No sorprende leer que seis de cada diez encuestados por CBS News califican la economía de «bastante mala» o «muy mala». La política económica de EEUU está cada vez más alejada de los pequeños negocios y las familias, que son las que sienten los efectos negativos de la inflación y los consiguientes recortes de tipos. Mientras aumenta el tamaño del gobierno en la economía, las cifras agregadas parecen más alejadas de la realidad en la que viven los americanos. En Europa ocurre lo mismo: los gobiernos animan el PIB agregado y las variaciones anuales de la inflación, mientras que el ciudadano medio ve cómo el poder adquisitivo de los salarios disminuye rápidamente y se complica la posibilidad de llegar a fin de mes. Los pequeños negocios sienten la destrucción de márgenes cuando se dispara la inflación y sufren el doble cuando suben los tipos, porque toda la carga de la expansión y contracción de la política monetaria se impone sobre los hombros del trabajador medio y del pequeño empresario.

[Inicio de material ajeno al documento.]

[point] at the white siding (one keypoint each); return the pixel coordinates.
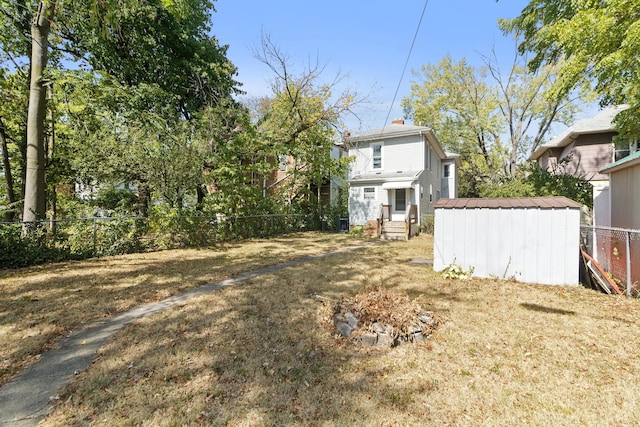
(403, 154)
(361, 210)
(530, 245)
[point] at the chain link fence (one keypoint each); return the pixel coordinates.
(55, 240)
(617, 251)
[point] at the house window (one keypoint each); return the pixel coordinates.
(377, 156)
(369, 193)
(282, 162)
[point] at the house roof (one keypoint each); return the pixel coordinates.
(508, 203)
(396, 130)
(601, 122)
(386, 176)
(625, 162)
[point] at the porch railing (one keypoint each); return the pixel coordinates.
(411, 219)
(384, 214)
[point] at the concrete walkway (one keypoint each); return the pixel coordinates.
(24, 401)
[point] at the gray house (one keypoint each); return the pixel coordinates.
(399, 172)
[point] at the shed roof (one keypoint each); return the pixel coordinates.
(557, 202)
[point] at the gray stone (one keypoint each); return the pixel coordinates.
(414, 328)
(369, 340)
(379, 329)
(351, 319)
(384, 341)
(426, 318)
(344, 329)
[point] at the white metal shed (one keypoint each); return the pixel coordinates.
(531, 240)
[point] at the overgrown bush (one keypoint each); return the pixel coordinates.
(36, 248)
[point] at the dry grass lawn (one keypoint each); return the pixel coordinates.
(40, 305)
(265, 353)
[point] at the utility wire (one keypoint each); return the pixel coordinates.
(404, 69)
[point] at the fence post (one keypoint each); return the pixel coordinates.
(95, 234)
(628, 249)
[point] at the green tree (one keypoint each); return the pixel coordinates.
(493, 119)
(301, 121)
(154, 48)
(594, 42)
(534, 181)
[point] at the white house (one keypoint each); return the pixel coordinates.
(396, 170)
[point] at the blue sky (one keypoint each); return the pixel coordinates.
(367, 40)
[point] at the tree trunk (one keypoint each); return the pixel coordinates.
(201, 195)
(53, 197)
(34, 197)
(144, 196)
(8, 178)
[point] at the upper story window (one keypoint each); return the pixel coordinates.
(369, 193)
(376, 156)
(282, 162)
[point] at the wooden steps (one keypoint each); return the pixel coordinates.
(394, 230)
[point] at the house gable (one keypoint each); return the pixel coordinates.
(398, 166)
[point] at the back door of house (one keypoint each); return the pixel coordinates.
(399, 205)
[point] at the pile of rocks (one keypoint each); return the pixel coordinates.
(380, 335)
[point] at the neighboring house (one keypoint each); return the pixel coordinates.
(587, 145)
(624, 192)
(396, 169)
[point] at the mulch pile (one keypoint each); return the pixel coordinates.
(383, 318)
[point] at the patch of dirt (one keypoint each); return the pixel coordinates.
(383, 318)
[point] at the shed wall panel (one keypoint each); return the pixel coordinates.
(532, 245)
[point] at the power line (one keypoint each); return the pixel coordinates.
(404, 69)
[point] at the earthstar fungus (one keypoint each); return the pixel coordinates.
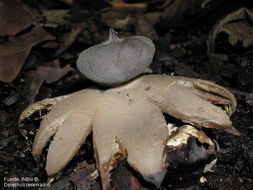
(128, 119)
(116, 60)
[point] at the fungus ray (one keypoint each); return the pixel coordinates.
(141, 130)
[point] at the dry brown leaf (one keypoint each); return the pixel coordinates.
(14, 52)
(14, 17)
(55, 18)
(35, 79)
(249, 99)
(69, 38)
(181, 12)
(118, 18)
(238, 27)
(121, 3)
(144, 28)
(153, 17)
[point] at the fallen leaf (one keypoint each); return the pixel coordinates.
(153, 17)
(249, 99)
(238, 27)
(180, 12)
(144, 28)
(69, 38)
(118, 18)
(55, 18)
(14, 52)
(68, 2)
(121, 3)
(34, 80)
(14, 17)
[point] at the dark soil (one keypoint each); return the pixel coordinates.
(234, 168)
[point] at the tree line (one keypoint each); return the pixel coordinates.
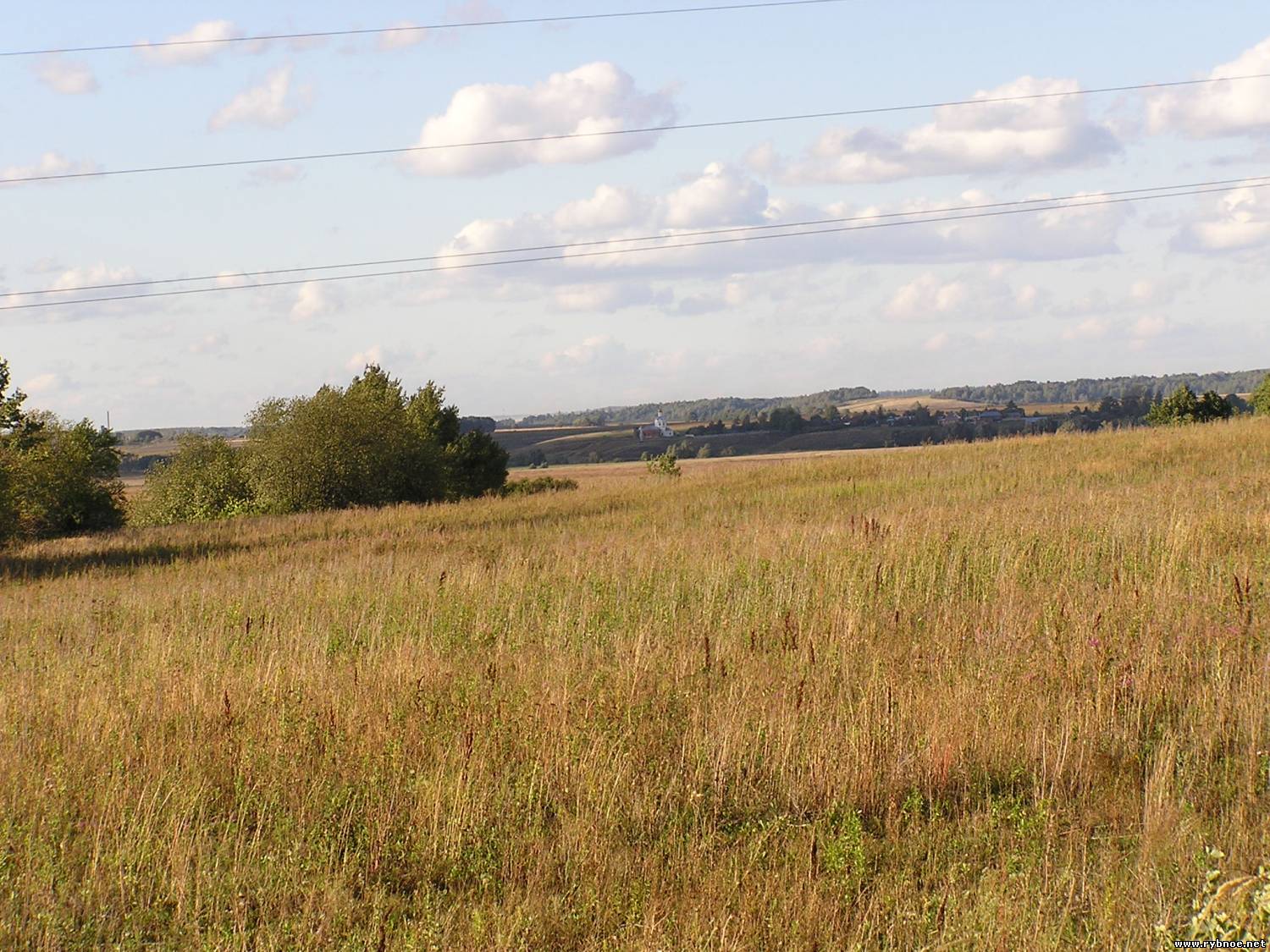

Es importante recordar que esta situación calamitosa para la mayoría llega tras una cadena sin precedentes de planes de estímulo monetario y fiscal impuestos bajo el mensaje de la redistribución y la ayuda a la clase media, cuando la realidad demuestra que la represión financiera, el tamaño masivo del gobierno y la deuda hinchada están destruyendo a la clase media mientras las cifras agregadas les dicen que deberían estar agradecidos. Las políticas que nunca han funcionado se están aplicando a un ritmo asombroso y con enormes niveles de impresión de dinero y deuda, y el gobierno culpa a cualquiera excepto a sí mismo de la escasa confianza de los consumidores y los negocios. Esta no es una economía fuerte. Los déficits y la deuda masiva significarán más impuestos, menos oportunidades, salarios reales más bajos y un crecimiento más débil en el futuro. Vengo de la zona euro, y lo sé. Vengo del futuro de América si sigue por este camino: estancamiento y elevado desempleo.